The problem is that sodden leaves may do no harm, but our unexamined
issues may do much, to ourselves and to others, especially those we
love. We're propelled by emotions based in old hurts, or by
unexamined assumptions, or by the need to win, and we're so driven by
these compulsions that we don't see what we're actually doing. We
visit our stuff on those we say we love, and it hurts them and hurts
our relationship with them; it builds barriers and enmities. And then
we stand among the rubble and wonder what went wrong.
Or rather than dealing with our own stuff, we toss it to Those Evil
Awful People Over There. We feel the purity of anger and judgment --
and oh, anger feels so cleansing! I'll rid myself of this old ghost
by tossing it into the river -- well, what does that do to the river?
I don't care. It feels so good to judge surely and cleanly and
powerfully, forgetting that it's not our business. I'm not here to
take anyone else's inventory. I have enough work of my own.

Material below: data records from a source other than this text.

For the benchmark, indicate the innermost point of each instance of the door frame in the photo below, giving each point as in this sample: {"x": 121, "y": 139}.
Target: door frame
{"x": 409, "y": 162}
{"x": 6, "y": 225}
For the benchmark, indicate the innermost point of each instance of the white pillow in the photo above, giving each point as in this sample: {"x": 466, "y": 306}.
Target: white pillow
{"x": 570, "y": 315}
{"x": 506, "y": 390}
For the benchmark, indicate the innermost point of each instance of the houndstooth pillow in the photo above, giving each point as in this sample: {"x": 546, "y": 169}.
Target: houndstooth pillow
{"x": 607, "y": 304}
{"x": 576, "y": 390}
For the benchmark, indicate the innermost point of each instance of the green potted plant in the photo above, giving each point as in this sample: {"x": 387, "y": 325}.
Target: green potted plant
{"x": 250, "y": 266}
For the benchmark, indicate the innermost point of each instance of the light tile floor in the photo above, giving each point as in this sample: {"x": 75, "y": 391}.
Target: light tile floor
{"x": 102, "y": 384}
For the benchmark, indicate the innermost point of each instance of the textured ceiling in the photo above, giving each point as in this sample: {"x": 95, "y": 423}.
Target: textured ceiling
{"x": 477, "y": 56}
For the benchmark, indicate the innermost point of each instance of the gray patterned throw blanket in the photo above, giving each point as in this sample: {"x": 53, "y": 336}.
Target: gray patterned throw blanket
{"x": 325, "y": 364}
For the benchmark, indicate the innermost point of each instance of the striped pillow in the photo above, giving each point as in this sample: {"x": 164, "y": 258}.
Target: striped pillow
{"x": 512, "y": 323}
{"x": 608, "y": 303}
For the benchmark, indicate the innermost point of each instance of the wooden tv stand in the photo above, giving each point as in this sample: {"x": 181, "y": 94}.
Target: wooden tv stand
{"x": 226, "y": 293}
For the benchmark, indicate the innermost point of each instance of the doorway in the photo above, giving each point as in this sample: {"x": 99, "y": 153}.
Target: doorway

I've watched these patterns happening in a couple of situations this
week, and they remind me of situations I've been in, both wounding
and being wounded, and they make me intensely sad.
I have to trust that just as spring is inevitably around the corner
in a matter of weeks, and this current ugliness will vanish into
beauty, so God has the power to redeem and transform us all, even
when we seem to be nothing more than Mud Season incarnate ourselves.
Meanwhile, on one of the milder days last week, I collected, rinsed,
and put into recycling several very muddy plastic bags that littered
my front garden. I haven't got out to the back yet -- there's still a
fair bit of snow there -- but I hope to, as soon as I can. I know I
have my work cut out for me, but it will be pleasant, when the sun is
stronger, to get out there and start cleaning up.